Dari IPS itu juga ternyata bisa dikembangkan menjadi sel-sel saraf, otot, tulang rawan dan bahkan juga otot-otot jantung. Dalam percobaan yang mereka buat,setelah 12 hari pembiakan, ternyata sel-sel itu mulai berdenyut seperti otot jantung.

Riset ini masih merupakan riset awal sehingga Yamanaka sendiri mengatakan bahwa terlalu dini untuk mengatakan IPS ini akan bisa menggantikam embryonic stem cell. Efisiensi teknik ini memang masih sangat rendah karena dari 50.000 sel kulit yang dipakai, mereka hanya mendapatkan 10 IPS. Namun, teknik ini masih bisa dikembangkan lebih lanjut supaya lebih efisien.

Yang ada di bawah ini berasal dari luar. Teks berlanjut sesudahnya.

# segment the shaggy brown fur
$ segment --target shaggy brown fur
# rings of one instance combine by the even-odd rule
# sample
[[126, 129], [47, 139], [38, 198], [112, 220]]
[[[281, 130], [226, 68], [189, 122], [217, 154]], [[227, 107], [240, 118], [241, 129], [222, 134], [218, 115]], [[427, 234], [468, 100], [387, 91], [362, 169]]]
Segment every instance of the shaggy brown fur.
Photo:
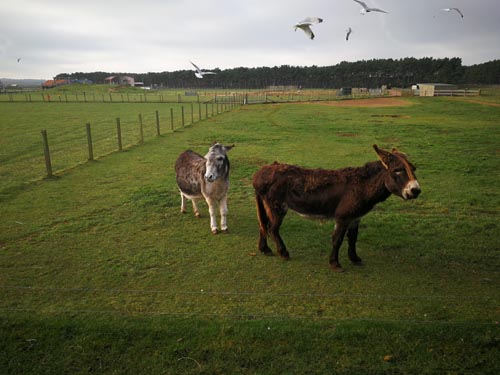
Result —
[[218, 233], [216, 210], [221, 216], [221, 230], [227, 231], [227, 192], [229, 189], [229, 158], [227, 151], [233, 146], [213, 144], [205, 157], [191, 150], [179, 155], [175, 163], [177, 185], [181, 192], [181, 212], [185, 201], [190, 199], [197, 217], [200, 216], [197, 201], [205, 199], [210, 213], [212, 233]]
[[374, 145], [381, 161], [370, 162], [358, 168], [337, 170], [306, 169], [295, 165], [274, 163], [262, 167], [253, 177], [261, 252], [271, 255], [267, 245], [268, 234], [276, 242], [278, 253], [289, 258], [279, 228], [288, 211], [301, 215], [334, 219], [333, 250], [330, 265], [342, 270], [338, 251], [344, 235], [349, 239], [349, 259], [360, 264], [356, 254], [356, 240], [360, 218], [377, 203], [391, 194], [414, 199], [420, 187], [413, 173], [415, 167], [397, 150], [384, 151]]

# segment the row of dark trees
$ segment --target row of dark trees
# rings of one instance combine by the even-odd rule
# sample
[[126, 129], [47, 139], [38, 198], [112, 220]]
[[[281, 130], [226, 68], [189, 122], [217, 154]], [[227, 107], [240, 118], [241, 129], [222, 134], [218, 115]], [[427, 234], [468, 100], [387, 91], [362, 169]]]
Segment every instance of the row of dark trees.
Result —
[[500, 84], [500, 60], [472, 66], [462, 65], [458, 57], [435, 59], [404, 58], [341, 62], [332, 66], [290, 66], [259, 68], [211, 69], [216, 75], [203, 79], [192, 70], [161, 73], [72, 73], [59, 74], [55, 79], [89, 79], [104, 83], [110, 75], [127, 75], [146, 86], [165, 88], [226, 88], [261, 89], [268, 86], [298, 86], [302, 88], [368, 87], [382, 85], [409, 87], [415, 83], [439, 82], [454, 84]]

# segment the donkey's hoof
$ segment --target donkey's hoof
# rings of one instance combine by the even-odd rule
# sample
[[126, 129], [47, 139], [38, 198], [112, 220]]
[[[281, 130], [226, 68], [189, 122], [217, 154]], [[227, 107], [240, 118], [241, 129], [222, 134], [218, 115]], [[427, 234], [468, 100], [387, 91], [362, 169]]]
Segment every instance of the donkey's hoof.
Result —
[[218, 234], [219, 230], [217, 228], [212, 228], [212, 234]]
[[342, 268], [340, 264], [330, 264], [330, 269], [338, 273], [345, 272], [345, 270]]
[[201, 214], [199, 212], [195, 212], [194, 216], [196, 216], [199, 219], [201, 217]]
[[273, 253], [273, 251], [270, 248], [266, 248], [266, 249], [260, 250], [260, 252], [262, 254], [264, 254], [265, 256], [267, 256], [267, 257], [274, 256], [274, 253]]
[[228, 229], [228, 228], [226, 228], [226, 229], [222, 229], [222, 230], [221, 230], [221, 233], [224, 233], [224, 234], [229, 233], [229, 229]]
[[288, 253], [280, 254], [280, 257], [283, 260], [290, 260], [290, 254]]

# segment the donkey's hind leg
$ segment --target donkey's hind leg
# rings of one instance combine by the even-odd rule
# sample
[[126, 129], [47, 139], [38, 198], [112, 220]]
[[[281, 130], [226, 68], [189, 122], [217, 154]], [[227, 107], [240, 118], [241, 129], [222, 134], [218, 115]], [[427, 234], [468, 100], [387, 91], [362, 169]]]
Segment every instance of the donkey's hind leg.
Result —
[[184, 194], [182, 194], [181, 191], [181, 213], [185, 214], [186, 213], [186, 197]]
[[198, 211], [198, 205], [196, 202], [196, 198], [191, 199], [191, 203], [193, 204], [194, 216], [199, 218], [201, 215], [200, 215], [200, 211]]
[[269, 231], [271, 232], [271, 237], [276, 243], [276, 250], [278, 251], [278, 254], [283, 259], [288, 260], [290, 259], [290, 253], [286, 249], [285, 243], [283, 242], [283, 239], [280, 236], [280, 227], [281, 223], [283, 223], [285, 215], [286, 211], [273, 212], [273, 215], [270, 218], [271, 222], [269, 226]]
[[283, 223], [287, 210], [277, 205], [272, 206], [267, 201], [264, 201], [264, 208], [269, 220], [268, 232], [276, 243], [276, 250], [283, 259], [288, 260], [290, 259], [290, 254], [288, 253], [285, 243], [280, 236], [280, 227]]

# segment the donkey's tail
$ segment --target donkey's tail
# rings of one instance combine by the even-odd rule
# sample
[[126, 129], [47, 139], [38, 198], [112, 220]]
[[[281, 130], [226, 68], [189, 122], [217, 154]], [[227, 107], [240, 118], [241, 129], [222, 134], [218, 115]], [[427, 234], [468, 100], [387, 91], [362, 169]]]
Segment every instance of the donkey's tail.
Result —
[[255, 203], [257, 205], [257, 218], [259, 219], [259, 227], [261, 236], [267, 237], [267, 232], [269, 230], [269, 216], [267, 216], [266, 208], [264, 207], [264, 201], [259, 194], [255, 194]]

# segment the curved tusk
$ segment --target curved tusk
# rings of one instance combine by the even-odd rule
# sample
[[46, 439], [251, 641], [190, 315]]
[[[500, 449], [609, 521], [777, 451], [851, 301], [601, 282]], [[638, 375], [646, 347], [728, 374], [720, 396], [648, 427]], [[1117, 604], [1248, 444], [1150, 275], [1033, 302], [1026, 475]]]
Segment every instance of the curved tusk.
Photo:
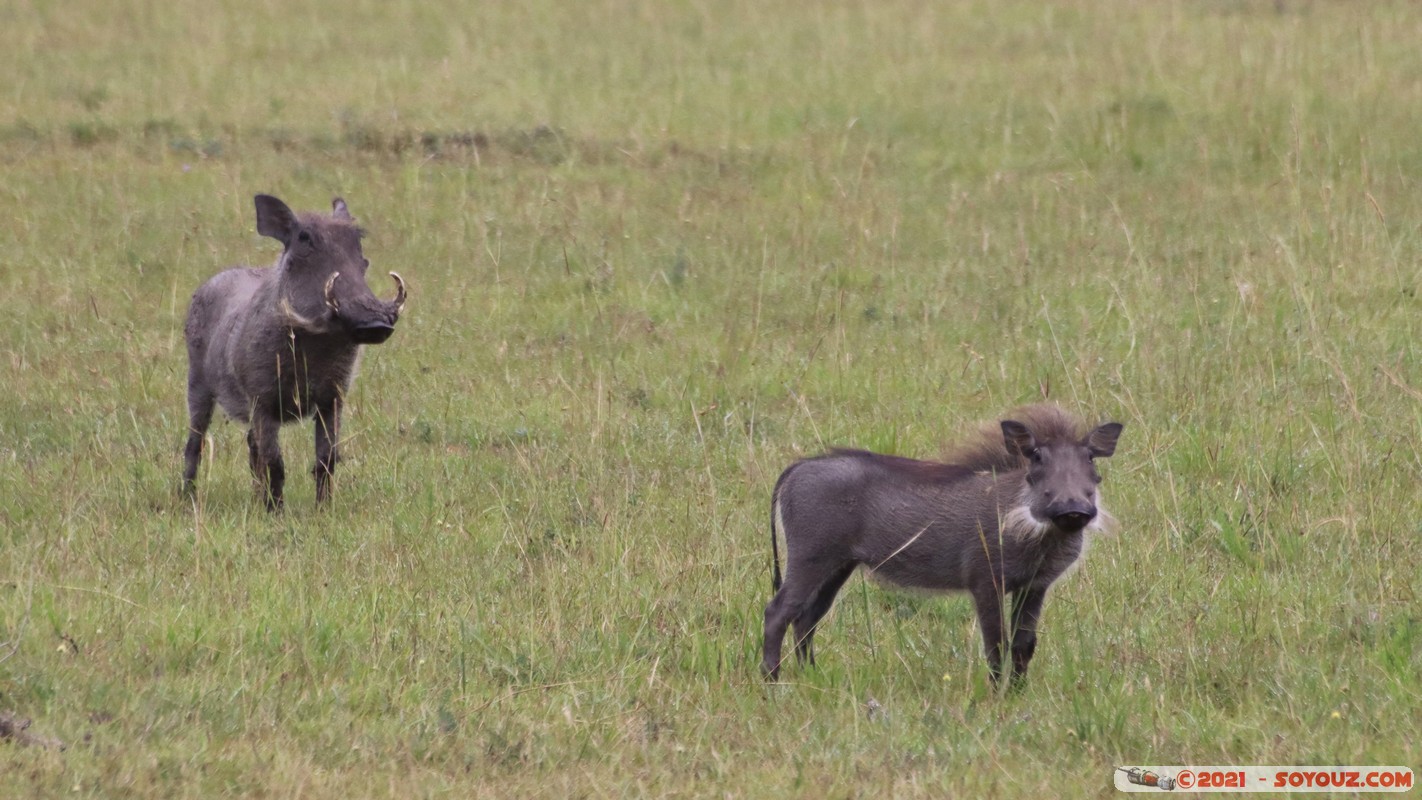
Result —
[[339, 278], [339, 277], [341, 277], [341, 273], [339, 273], [339, 272], [332, 272], [332, 273], [331, 273], [331, 277], [329, 277], [329, 278], [326, 279], [326, 288], [325, 288], [325, 290], [321, 293], [322, 296], [324, 296], [324, 297], [326, 298], [326, 305], [330, 306], [330, 307], [331, 307], [331, 310], [332, 310], [332, 311], [335, 311], [335, 312], [340, 312], [340, 310], [341, 310], [341, 308], [340, 308], [341, 304], [338, 303], [334, 298], [331, 297], [331, 287], [336, 285], [336, 279]]
[[395, 299], [391, 302], [395, 304], [395, 313], [399, 314], [405, 308], [405, 279], [398, 272], [390, 273], [390, 277], [395, 279]]

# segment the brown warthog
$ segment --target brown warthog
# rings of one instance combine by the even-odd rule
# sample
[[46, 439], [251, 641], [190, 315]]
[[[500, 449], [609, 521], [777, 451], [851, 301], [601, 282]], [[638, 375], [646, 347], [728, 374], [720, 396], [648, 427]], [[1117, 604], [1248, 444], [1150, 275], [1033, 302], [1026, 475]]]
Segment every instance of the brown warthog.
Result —
[[[993, 682], [1002, 676], [1004, 622], [1014, 678], [1027, 673], [1047, 588], [1081, 556], [1106, 518], [1092, 460], [1111, 455], [1121, 425], [1089, 433], [1040, 404], [984, 428], [951, 463], [836, 450], [792, 464], [775, 484], [770, 546], [775, 597], [765, 608], [761, 669], [780, 671], [785, 629], [814, 663], [815, 626], [863, 565], [899, 586], [966, 590], [977, 608]], [[1020, 421], [1018, 421], [1020, 420]], [[785, 535], [785, 576], [775, 530]], [[1013, 597], [1003, 619], [1003, 597]]]
[[203, 436], [214, 403], [250, 424], [247, 449], [267, 508], [282, 504], [286, 469], [277, 431], [283, 422], [316, 419], [316, 501], [331, 496], [341, 405], [355, 378], [361, 345], [395, 332], [405, 305], [396, 273], [395, 299], [379, 300], [365, 284], [370, 266], [361, 230], [346, 203], [331, 215], [293, 213], [259, 194], [257, 232], [282, 243], [274, 266], [220, 272], [193, 293], [188, 341], [188, 444], [183, 488], [193, 490]]

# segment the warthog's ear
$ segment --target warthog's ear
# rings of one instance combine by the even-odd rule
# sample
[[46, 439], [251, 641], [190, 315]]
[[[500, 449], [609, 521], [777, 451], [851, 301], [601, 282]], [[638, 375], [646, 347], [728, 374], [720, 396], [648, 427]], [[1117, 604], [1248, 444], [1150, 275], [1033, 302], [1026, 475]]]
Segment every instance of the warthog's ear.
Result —
[[349, 208], [346, 208], [346, 201], [342, 200], [339, 197], [331, 201], [331, 216], [335, 217], [336, 219], [343, 219], [347, 222], [350, 222], [352, 219], [354, 219], [354, 217], [351, 216], [351, 210]]
[[1106, 458], [1116, 452], [1116, 440], [1121, 437], [1125, 426], [1119, 422], [1108, 422], [1086, 434], [1086, 447], [1092, 458]]
[[1007, 444], [1007, 452], [1014, 456], [1031, 458], [1037, 450], [1037, 437], [1026, 425], [1010, 419], [1002, 421], [1002, 440]]
[[270, 236], [282, 244], [291, 243], [296, 230], [296, 214], [286, 203], [269, 194], [257, 195], [257, 233]]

Yamanaka sangat optimistis dengan penemuannya itu, bahkan dia mengatakan teknik yang sama ini bisa dipakai untuk membuat sel telur dan sperma dari sel kulit.

Kalau ini terjadi maka akan banyak menolong pasangan yang menginginkan anak, tetapi tidak bisa oleh karena pasangan itu tidak mempunyai sperma atau ovum. Secara teknis dan etis, keberhasilan Thomson dan Yamanaka ini merupakan langkah yang sangat spektakuler.

Dari segi teknis, keberhasilan ini mengatasi masalah teknik yang sangat pelik. Para peneliti menyambut dengan sangat antusias breakthrough ini karena teknologi ini akan sangat menghemat biaya, baik bahan bakunya maupun teknologi peralatannya. Thomson sendiri berkomentar, ”Pada prinsipnya, ribuan laboratorium yang tersebar di seluruh AS mulai besok bisa mengerjalannya.”

Para etikawan dan kelompok religius juga menyambutnya dengan gembira karena penemuan ini menjadi akhir dari kontroversi yang menyelimuti riset stem cell. Bahkan mereka mengatakan bahwa inilah salah satu hasil dari para aktivis pro life yang mendesak para ahli untuk menemukan cara memperoleh stem cell yang sangat berguna tanpa harus melanggar harkat dan martabat manusia. Ternyata, para ahli bisa menunjukkan kepiawaiannya untuk mengatasi hal ini dengan menciptakan stem cell yang tanpa harus membuat dan membunuh embrio manusia.